Saturday, 24 June 2017

Last night I dreamt...


....I was a spectator at the Olympic swimming pool stadium watching the Olympic swimming finals which were being held in Nicaragua. Though it was a sweltering hot day in Central America I was wearing my red, white and blue Dundee Football Club scarf.

In an interval between races a TV commentator carrying a microphone approached me speaking in English which seemed to have a slightly German undertone, "People from all over the world have been in touch with us about your scarf and want to know what it represents." 

With little hesitation I grabbed his microphone and loudly, proudly declaimed "This is the scarf of Dundee Football Club - the greatest football team of all time!"



The scarf of my dreams

Taking back his microphone he returned to his station to commentate on the next race. At the end of the race he approached me again saying, "Someone has contacted us to say that your Dundee team has just been beaten 5-0 by Arbroath. So your club is not the greatest!"  I was struck dumb by this revelation, no words would come from my mouth and the spectators at the pool began to jeer me.

My memory of the dream ends here though on waking I felt humiliated as if I had been exposed as a fraud. 

All this morning I have tried with little success to interpret my dream. I know for a fact that Dundee FC is the greatest football team of all time and I am certain the person who contacted the commentator about us losing to Arbroath must have been an Arab, i.e. a Dundee United supporter.

Whatever it was about I hope the dream was not prescient for Dundee FC are playing Arbroath in a pre-season friendly match in two weeks time


_______________________

Monday, 19 June 2017

After the Fire : Thursday to Sunday last week

June 15th to 19th, 2017

Morrisons Petrol Station, Totnes
Chicklade Service Station A303
Highbury Best Western Hotel
Number 29 Bus
Palm Court Bistro, Covent Garden
Mamma Mia, Novello Theatre
Number 4 Bus
Highbury Best Western Hotel
Clissold Park Stoke Newington
Sam's Cabs
Austerity Fight Rich Mix Arts Centre Bethnal Green Road
Black Cab
Highbury Best Western Hotel
Clissold Park Stoke Newington
Capital Cab
Denis Skinner: Nature of the Beast, Castle Cinema Homerton
Addison Lee Cab
Highbury Best Western Hotel, Seven Sisters Road Finsbury Park
Wayne's Bistro  A303 Somerset
Totnes



Friday, 2 June 2017

Definitely my last campaign

In 2014, though I was someone not entitled to vote in the Scottish referendum, I was a keen supporter of the YES for independence movement. Given what I'm about to write, I'd better make my position clear. In Scotland I would vote SNP until Scotland established its independence and thereafter  I would vote for a Scottish Labour Party which accepted Scotland's independent status. 

Such was the tense nature of the referendum campaign and the disappointment of the YES supporters' relatively narrow defeat, I was so emotionally exhausted that I declared it would be my last campaign. I hadn't bargained for what was developing in the Labour Party. My political juices started to run again. I just couldn't seem to stop them.
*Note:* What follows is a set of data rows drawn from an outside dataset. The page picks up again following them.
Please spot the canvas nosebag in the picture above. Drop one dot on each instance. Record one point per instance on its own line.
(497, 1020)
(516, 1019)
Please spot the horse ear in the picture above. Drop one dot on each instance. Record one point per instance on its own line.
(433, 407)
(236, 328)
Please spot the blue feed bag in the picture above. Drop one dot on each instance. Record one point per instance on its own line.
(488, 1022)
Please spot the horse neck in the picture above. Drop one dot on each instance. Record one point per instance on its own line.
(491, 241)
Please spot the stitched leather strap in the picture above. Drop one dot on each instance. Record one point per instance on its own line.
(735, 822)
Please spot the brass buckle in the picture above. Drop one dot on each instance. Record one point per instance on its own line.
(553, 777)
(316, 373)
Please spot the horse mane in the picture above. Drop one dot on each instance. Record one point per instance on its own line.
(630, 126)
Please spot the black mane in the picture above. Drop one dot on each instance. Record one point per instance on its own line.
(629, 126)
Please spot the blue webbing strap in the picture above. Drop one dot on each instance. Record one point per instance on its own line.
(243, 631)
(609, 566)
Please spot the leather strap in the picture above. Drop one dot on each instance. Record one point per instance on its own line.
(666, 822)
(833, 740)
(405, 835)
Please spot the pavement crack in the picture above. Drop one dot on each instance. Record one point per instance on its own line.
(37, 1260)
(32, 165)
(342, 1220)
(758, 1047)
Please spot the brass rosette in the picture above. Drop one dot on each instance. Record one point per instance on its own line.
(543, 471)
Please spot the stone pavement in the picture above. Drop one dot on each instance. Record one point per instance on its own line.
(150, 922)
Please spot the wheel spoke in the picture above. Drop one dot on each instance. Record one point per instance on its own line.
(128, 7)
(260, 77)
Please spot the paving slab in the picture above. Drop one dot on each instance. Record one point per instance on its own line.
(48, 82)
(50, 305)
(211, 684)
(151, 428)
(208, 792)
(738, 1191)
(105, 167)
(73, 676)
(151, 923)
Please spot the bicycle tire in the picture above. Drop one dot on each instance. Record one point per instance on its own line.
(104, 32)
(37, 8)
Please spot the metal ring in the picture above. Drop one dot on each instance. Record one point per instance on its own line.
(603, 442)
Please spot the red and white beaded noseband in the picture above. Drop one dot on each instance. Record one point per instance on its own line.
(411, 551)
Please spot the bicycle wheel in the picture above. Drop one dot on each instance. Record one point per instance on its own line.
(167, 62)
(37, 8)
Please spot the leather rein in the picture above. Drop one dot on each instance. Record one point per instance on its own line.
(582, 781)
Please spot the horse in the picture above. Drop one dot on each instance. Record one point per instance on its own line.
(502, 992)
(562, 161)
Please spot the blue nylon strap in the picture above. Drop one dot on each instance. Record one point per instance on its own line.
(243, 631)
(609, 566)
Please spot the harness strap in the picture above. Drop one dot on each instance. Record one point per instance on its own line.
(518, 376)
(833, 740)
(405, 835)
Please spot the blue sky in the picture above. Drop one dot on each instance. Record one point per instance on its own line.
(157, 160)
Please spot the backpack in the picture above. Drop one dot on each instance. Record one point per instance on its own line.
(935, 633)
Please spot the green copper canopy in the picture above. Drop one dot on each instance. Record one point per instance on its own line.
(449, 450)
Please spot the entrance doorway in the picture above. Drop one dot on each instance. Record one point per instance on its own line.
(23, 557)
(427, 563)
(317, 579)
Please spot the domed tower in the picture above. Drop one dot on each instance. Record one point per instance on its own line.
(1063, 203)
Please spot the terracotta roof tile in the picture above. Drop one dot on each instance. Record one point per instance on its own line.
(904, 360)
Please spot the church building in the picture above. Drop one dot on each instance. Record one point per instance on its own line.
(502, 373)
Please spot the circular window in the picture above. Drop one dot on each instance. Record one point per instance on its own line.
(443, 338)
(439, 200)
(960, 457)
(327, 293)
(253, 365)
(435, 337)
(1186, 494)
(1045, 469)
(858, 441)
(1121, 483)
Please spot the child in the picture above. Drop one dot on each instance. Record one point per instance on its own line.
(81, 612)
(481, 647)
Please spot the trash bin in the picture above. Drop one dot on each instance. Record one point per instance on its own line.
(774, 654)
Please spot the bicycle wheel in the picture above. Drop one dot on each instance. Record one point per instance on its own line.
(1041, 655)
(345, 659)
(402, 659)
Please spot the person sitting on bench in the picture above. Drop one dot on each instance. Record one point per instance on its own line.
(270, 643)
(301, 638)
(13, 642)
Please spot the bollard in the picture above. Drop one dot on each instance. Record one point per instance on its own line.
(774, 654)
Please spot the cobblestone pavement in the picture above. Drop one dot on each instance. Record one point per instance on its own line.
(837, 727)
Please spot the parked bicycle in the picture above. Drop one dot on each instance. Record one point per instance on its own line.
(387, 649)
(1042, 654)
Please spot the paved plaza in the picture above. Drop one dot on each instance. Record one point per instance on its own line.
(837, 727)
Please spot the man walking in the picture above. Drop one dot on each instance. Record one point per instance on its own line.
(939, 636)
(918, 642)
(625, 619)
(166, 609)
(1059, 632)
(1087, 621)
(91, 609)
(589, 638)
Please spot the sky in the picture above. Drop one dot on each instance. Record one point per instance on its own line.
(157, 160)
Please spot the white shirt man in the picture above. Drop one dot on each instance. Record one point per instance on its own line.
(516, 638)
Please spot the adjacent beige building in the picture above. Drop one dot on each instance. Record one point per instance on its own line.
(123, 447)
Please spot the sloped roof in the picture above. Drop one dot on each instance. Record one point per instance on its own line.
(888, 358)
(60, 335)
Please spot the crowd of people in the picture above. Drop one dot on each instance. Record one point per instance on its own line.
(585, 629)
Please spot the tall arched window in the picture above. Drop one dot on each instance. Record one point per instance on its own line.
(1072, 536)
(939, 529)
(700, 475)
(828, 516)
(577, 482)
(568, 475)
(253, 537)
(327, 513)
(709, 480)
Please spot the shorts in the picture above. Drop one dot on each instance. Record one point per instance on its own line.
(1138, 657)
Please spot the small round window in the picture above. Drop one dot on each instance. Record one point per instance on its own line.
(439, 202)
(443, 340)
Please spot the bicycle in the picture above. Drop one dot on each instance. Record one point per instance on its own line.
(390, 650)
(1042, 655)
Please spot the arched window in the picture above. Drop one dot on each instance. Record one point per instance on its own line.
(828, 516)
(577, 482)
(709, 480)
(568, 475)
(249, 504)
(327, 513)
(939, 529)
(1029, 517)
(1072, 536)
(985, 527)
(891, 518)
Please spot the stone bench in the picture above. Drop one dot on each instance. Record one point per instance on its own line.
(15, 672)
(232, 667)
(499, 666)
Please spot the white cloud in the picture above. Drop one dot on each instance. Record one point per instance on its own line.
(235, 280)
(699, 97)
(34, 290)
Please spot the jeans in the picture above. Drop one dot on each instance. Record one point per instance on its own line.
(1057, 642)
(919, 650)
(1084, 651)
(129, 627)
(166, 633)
In 2015, during the campaign for the leadership of the Labour Party following Ed Milliband's resignation after the defeat for the Labour Party in the general election I became interested in the political ideas Jeremy Corbyn was putting forward. They were moderate ideas for the benefit all the people, in stark contrast to the extremity of the Conservative Party's support for a relatively small group of the overly rich. It was becoming clear that Jeremy Corbyn and his supporters were trying to re-establish  the Labour Party as the party  'for the many, not the few'. I decided to re-join the party.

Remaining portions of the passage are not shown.